Сам! Это ты так считаешь, бедный мой дурачок Камаль! Тебя направляет по своему усмотрению железная рука! Ты всего лишь пешка. Мне тягостно об этом говорить; великодушным и отважным был Хаким Маджар. А ты просто марионетка…
Вот она, моя цель: доктор Бершиг. Надо встретиться с ним. Я должен его увидеть. И я тотчас понимаю, что решение это было принято мною еще раньше. Мне нелегко вырваться из объятий старого города, тяжкий груз давит мне на сердце. Без руля и без ветрил дрейфую я сквозь печаль этих улиц. С помощью доктора ситуация наверняка прояснится или, во всяком случае, предстанет не такой опасной. Но к нему идти еще рано.
— Сторожевые псы, — сказал Камаль Ваэд, — лают до хрипоты и мечтают о свободе, мысленно благословляя цепь, на которой сидят.
И добавил:
— Меня моя правда очищает и отмывает.
И еще:
— Мне недостает широты души, чтобы не замечать ненависть, но хватает, чтобы ее не стыдиться.
Он вдобавок еще и велеречив.
Марта говорит:
— Тогда-то и появились эти два здоровых грузовика и джип, госпожа Марта. Мы посмотрели на них и ничего не сказали. И они тоже, подойдя, ничего не сказали. Потом вдруг началась эта пальба. Не могу вам сказать, для чего они ее затеяли — может, просто чтобы воробьев распугать. Но все это быстро переросло в заваруху. В одну из тех заварух, в каких любой пустяк разбухает непомерно. Не знаю, как все произошло, но они начали стрелять куда попало, без разбору. Тогда посыпались крики, проклятия, брань. Ну, тут они взялись за ружья по-настоящему. Здесь и там начали падать люди. Но в этой адовой пылище не разобрать было, кто именно, и никто по-прежнему не мог взять в толк, что же случилось. И почему. Повсюду забегали, пытаясь укрыться в суматохе и пыли, которую подняла эта стрельба. Видели бы вы все это, госпожа Марта, то-то бы посмеялись.

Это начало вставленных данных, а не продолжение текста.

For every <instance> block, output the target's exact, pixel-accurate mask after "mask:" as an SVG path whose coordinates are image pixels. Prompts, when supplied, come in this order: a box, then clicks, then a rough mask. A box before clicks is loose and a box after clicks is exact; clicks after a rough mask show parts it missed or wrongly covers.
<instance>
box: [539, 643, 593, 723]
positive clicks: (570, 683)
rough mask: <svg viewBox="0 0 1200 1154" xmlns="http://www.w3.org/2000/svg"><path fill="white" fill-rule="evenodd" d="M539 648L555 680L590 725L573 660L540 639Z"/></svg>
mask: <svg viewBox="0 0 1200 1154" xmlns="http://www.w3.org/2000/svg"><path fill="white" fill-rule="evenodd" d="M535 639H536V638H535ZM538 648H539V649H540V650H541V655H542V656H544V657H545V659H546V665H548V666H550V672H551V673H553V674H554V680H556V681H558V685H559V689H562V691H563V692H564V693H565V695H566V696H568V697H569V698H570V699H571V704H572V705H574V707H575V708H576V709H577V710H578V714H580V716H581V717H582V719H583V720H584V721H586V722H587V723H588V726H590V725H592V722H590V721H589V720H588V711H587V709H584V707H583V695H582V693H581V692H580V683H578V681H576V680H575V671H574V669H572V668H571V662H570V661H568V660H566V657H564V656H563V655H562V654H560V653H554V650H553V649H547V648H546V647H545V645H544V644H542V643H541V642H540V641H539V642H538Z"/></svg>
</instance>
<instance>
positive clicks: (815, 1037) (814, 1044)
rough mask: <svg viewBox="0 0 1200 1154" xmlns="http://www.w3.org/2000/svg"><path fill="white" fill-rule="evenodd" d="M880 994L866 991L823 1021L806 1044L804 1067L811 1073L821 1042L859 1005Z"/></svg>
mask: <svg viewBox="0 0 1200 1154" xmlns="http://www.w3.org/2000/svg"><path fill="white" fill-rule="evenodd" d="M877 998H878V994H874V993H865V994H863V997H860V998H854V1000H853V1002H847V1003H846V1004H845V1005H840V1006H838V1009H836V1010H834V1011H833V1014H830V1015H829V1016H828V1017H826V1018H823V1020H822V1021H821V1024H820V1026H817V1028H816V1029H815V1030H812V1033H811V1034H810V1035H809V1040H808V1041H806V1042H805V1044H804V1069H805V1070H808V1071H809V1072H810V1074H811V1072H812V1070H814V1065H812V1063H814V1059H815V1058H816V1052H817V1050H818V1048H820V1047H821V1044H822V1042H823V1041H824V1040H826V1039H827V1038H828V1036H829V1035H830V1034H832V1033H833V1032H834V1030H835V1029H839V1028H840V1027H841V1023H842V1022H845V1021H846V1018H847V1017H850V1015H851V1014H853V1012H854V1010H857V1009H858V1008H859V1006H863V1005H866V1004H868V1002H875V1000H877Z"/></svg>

Лабан рассказывает, не ожидая ни ответа, ни замечания. Я слушаю, подавленная этим непостижимым предопределением, которое вершит свой путь, неотвратимо вламываясь между нами, этой волей, от которой исходит дымка враждебности и печали. Пока Лабан рассказывает, она, эта воля, слепо тычась повсюду, ищет, что бы ей такое разрушить, и я говорю себе: рано или поздно она это найдет.
— И вот все закончилось. Какое-то время я еще лежал неподалеку от Хакима. И видел, что они продолжают торчать там со своим оружием, с таким видом, будто ничего не понимают, и с открытым ртом. Начальники, которые привезли их туда, быстренько позагоняли их назад в грузовики. Это надо было видеть! Давай-давай, что как вареный двигаешься, тебя что, подтолкнуть? Как будто они были недовольны собой. Да еще как недовольны! Как будто они хотели побыстрее смотаться оттуда, чтобы самим не видеть того, что они натворили. Они их так здорово подталкивали к грузовикам, что в два счета все очистилось. Не считая запаха.
Я смотрю на него, ничего не понимая, не в силах отвести от него взгляда. Если б я когда и смогла забыть, то я снова знаю, знаю, знаю. Это воля, это предопределение; они отталкивают меня и притягивают, делят меж собой найденное, делят меня.
Не испытывая боязни, я его разглядываю. Мне кажется, что он принадлежит к неизвестной или забытой, полной загадок породе.